For instance, the Lunar Labs Initiative at Vanderbilt University is working on the blueprints for building a gravitational wave detector on the moon, meaning it can’t be positioned near any drilling sites. And that doesn’t just go for Helium-3 drilling — some areas on the moon are believed to be “wet,” or hold water content that space agencies hope to access. Plus, if these agencies do indeed access that water, it wouldn’t be far-fetched to imagine they’d build a base around those oases.

Elvis also points out the envisaged LION gravitational wave telescope concept, which stands for “laser interferometer on the moon.” Based on this observatory’s blueprints, it’d need to be in cold areas of the lunar surface to work. Elvis picked out three good craters within which he suggests it can be built. “You need to find an abundantly shadowed region with these very cold traps in the middle,” he said. “There are really only three.” And of the three — Haworth, Shoemaker and Faustini — only Faustini is dry.

That may create some rivalry for future infrared moon astronomers. “For the infrared telescopes,” he said, “you want to get to the longest wavelengths; you want to be in the coldest of the cold traps.”

Map of the lunar south pole. (Image credit: NASA)

“I don’t think we should completely shut down the use of the moon,” he added. “It’s tricky — it’s not going to be a yes or no — it’s going to be a matter of careful deliberation and negotiation.”

Furthermore, all of this isn’t to say commercial lunar goals aren’t a worry as well — especially for large enterprise projects. “There were even ideas for building or bulldozing patterns into the moon’s surface that would advertise the Nike swoosh,” Elvis said. “That would be like an abomination in my humble opinion.”
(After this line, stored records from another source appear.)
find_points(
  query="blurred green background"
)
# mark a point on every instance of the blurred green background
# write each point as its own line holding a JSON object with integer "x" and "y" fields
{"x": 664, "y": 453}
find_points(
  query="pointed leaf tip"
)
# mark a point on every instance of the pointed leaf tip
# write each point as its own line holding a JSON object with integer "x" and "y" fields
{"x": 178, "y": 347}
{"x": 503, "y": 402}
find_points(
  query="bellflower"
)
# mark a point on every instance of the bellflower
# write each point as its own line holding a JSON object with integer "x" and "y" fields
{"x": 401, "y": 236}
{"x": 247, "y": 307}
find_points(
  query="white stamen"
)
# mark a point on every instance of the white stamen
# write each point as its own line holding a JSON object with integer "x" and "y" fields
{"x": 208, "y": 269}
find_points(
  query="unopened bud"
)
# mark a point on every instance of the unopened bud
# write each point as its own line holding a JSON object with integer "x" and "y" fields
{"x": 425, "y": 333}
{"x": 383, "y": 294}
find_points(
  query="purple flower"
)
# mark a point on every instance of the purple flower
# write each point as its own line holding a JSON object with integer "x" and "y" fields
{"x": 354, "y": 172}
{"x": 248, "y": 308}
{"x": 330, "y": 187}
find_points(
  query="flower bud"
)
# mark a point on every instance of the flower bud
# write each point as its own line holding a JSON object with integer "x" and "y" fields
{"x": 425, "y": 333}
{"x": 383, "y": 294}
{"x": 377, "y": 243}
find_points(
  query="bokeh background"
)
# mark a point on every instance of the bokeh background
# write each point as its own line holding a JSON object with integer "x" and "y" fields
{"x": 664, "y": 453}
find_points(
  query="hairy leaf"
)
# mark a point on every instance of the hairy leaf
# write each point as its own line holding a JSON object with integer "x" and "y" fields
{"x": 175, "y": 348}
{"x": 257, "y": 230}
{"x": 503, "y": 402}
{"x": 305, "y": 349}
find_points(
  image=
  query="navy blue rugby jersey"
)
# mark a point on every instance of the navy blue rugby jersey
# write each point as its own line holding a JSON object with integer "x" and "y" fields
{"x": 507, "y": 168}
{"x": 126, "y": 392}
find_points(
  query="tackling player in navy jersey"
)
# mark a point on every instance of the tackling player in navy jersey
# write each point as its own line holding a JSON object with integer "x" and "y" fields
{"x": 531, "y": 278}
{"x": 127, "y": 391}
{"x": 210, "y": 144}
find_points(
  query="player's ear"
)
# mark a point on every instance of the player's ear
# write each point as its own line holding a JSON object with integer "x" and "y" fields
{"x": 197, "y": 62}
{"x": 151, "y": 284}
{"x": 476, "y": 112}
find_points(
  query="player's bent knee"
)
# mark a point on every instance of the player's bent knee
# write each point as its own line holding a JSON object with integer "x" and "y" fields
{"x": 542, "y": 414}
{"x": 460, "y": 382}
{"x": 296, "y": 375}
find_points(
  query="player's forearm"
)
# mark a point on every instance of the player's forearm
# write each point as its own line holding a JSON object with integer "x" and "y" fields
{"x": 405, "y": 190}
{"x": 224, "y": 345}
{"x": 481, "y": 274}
It’s also worth considering the recent controversy that appeared when Astrobotic’s Peregrine lander, aka NASA’s first CLPS try (and failure), carried human ashes on its lunar journey. The Navajo Nation objected, asking NASA to prevent the ashes from reaching the moon’s surface as the celestial object is sacred to Indigenous culture. “There are certainly groups of people who are reasonably vocal about protecting the moon, or at least the appearance of the moon on the near side,” Elvis said. “It’s something that all of humankind shares.

“We’ve always seen the moon untouched and unblemished.”

So, to keep it that way, it may be time to consider the ethics of lunar exploration — and consider how we can turn those ethics into actionable laws.